Research graduate degrees, on the other hand, are under less of a direct threat but are arguably in bigger trouble. PhD students pursuing academic research are feeling a more desperate squeeze every year, as they’re smushed through a funnel that keeps them in an overworked, underpaid apprenticeship for the most productive years of their lives. But there’s no way around: the point of a PhD is to establish yourself as a brand in your field, and the only way for a young scientist to do that is through their supervisor’s lab, and through their university department. The grad school model is incredibly leveraged on this constraint. 

But you know what’s blown the whole thing open? Twitter.
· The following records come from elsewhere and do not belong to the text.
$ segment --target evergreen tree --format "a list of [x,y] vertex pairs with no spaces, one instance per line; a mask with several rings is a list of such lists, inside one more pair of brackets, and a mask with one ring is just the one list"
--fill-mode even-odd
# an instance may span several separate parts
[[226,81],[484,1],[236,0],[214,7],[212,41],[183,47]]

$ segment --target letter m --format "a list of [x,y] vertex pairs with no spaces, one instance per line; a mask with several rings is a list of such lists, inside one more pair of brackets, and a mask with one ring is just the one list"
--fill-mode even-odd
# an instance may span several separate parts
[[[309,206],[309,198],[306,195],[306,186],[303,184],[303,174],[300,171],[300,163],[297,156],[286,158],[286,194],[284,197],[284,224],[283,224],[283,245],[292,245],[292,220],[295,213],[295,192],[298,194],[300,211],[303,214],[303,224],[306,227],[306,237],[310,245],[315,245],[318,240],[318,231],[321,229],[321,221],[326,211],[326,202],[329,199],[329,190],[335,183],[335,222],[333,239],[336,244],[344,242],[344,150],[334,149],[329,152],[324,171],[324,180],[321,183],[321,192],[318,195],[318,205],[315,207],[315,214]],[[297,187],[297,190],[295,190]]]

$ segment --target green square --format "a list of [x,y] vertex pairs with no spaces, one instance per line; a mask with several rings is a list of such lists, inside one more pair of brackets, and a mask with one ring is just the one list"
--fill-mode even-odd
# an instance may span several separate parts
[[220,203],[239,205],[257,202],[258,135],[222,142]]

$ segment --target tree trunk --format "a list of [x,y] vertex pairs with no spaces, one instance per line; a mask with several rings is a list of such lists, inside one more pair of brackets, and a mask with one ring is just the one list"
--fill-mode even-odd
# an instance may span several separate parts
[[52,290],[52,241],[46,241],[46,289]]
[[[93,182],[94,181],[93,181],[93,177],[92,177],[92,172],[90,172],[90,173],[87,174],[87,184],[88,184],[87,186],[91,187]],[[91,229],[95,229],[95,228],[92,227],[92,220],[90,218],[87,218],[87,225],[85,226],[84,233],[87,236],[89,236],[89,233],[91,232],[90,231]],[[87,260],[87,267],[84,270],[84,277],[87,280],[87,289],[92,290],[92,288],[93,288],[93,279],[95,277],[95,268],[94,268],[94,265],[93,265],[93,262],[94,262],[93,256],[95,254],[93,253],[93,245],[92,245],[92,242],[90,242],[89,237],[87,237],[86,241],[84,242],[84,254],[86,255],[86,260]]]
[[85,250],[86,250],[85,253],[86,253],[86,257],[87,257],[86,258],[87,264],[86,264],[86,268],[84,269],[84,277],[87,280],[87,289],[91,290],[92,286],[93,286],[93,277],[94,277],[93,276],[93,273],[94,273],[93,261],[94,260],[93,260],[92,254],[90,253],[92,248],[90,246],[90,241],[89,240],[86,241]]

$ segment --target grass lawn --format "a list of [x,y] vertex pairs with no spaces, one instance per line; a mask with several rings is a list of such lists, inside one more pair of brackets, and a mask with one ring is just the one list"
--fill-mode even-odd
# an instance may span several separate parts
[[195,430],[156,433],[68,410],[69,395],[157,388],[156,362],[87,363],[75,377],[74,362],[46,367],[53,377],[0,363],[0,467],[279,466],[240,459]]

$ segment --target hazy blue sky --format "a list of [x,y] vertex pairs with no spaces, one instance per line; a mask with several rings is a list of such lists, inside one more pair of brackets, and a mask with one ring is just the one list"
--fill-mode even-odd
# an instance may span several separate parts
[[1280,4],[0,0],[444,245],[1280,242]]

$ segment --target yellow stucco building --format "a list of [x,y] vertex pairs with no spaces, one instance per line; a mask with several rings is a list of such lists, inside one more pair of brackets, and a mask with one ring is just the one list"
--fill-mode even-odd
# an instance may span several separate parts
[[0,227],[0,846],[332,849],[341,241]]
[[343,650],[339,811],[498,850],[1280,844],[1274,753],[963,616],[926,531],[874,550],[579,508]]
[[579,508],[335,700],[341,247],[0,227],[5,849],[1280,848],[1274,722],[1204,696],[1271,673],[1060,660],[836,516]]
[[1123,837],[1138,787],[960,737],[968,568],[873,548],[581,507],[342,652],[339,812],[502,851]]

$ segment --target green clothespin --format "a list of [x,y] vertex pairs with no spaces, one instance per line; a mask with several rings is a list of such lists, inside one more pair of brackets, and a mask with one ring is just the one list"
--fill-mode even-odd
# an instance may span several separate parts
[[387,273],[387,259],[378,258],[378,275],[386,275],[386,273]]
Twitter is genuinely revolutionizing graduate research, in a way that’s eye-opening for graduate students and quite threatening to their supervisors. Twitter gives students a path to establishing their own brands, both for the work they’re doing but also for their critical thought, their participation in the scientific community, and their individual strengths and personalities. 

This is really exciting for grad students who know how to use Twitter and the rest of the internet as a tool to build their academic careers. But it’s really dangerous for the model, which is leveraged on the fact that students do not have access to such tools, and can only acquire a brand and access through their supervisors.  I’ll write more about this in the new year, but the consequences could be bizarre, and pretty significant for the way that scientific research gets done.